No – we’re not making a moral judgement, but using a term from the social sciences. As Wikipedia succinctly puts it a wicked problem

“… is a phrase originally used in social planning to describe a problem that is difficult or impossible to solve because of incomplete, contradictory, and changing requirements that are often difficult to recognize. Moreover, because of complex interdependencies, the effort to solve one aspect of a wicked problem may reveal or create other problems. “

So, how does one design a project that works under these conditions?

Owen Barder, in a recent online presentation, made a powerful argument to consider the priority of monitoring and evaluation over intentional design in development programmes. His central argument is that all complex problems (i.e., development challenges that matter) are solved by evolution and not by design. Thus, variation and selection and feedback loops are the key to success.

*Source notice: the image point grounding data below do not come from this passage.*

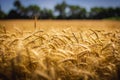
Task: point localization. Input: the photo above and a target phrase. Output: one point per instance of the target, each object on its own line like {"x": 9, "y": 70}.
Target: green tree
{"x": 61, "y": 9}
{"x": 2, "y": 14}
{"x": 77, "y": 12}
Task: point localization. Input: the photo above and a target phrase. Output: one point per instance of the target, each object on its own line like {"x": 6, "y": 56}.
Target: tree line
{"x": 65, "y": 11}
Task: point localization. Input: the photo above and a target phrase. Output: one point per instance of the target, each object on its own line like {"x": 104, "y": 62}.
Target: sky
{"x": 6, "y": 5}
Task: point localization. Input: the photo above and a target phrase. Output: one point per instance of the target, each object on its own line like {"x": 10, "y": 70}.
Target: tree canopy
{"x": 74, "y": 12}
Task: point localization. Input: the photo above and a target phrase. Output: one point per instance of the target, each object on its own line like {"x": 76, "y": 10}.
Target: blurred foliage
{"x": 74, "y": 12}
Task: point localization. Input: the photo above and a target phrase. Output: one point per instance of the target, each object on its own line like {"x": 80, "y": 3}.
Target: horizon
{"x": 50, "y": 4}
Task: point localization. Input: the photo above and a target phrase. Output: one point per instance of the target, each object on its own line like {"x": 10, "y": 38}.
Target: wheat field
{"x": 59, "y": 50}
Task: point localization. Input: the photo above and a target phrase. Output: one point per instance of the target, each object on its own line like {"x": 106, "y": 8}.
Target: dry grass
{"x": 64, "y": 54}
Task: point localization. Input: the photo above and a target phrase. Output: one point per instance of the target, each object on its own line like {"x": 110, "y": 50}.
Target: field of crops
{"x": 59, "y": 50}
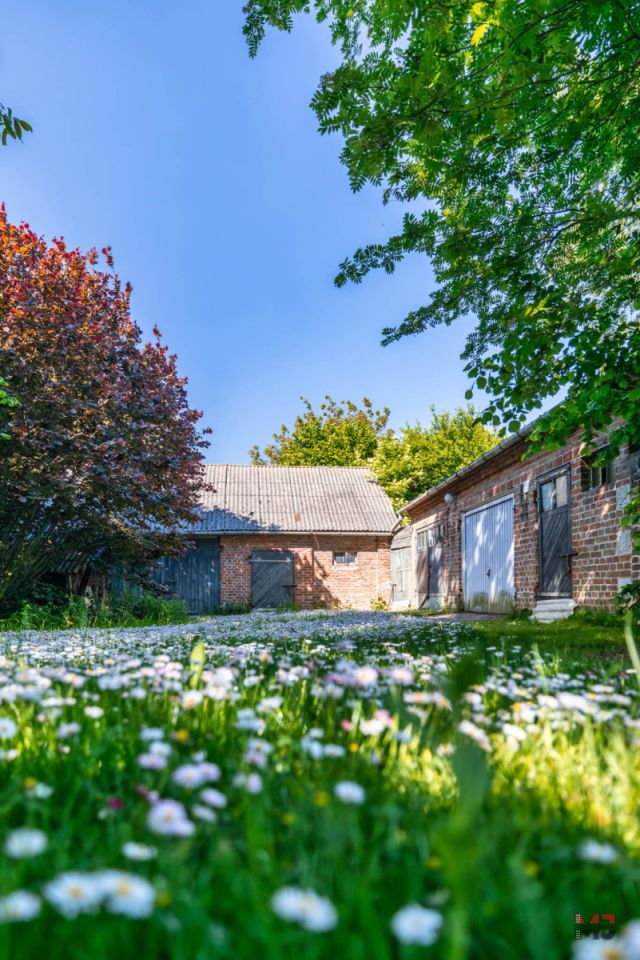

While we do fully agree that feedback loops are a key to success, that we certainly must learn from experience, and that we frequently need to experiment and learn from what doesn’t work as well as what does, we’re not completely convinced by the suggestion that random evolution and variation is a good and efficient way to learn when it comes to real-world wicked problems.

We have two concerns: one is that we don’t really have the luxury to experiment, since failed experiments may really mean something to living human beings, often living in the context of extreme poverty! The second concern is that evolution is in fact a REALLY inefficient way of innovating. When random variations are quick to produce and cheap to deliver (such as a computer neural network, or a nozzle for making detergent) then natural selection may be a workable approach. But most great products (and projects) are the result of careful, intentional design. There will certainly be evolution in the design process (poor products will be withdrawn or improved, poor projects will fail and be forgotten, and YES, we must have systems in place to learn from project experiences), but the main innovations come from intelligent design mixed with a bit of trial and error. Surely the optimum is good design building on lessons learnt from experience, not blind evolution!

For us, this means that the intentional design of feedback loops (high quality monitoring and evaluation – M&E, and adaptive management) is a critical factor for success! M&E isn’t just an optional extra in project strategy development, but a crucial ingredient for a successful project.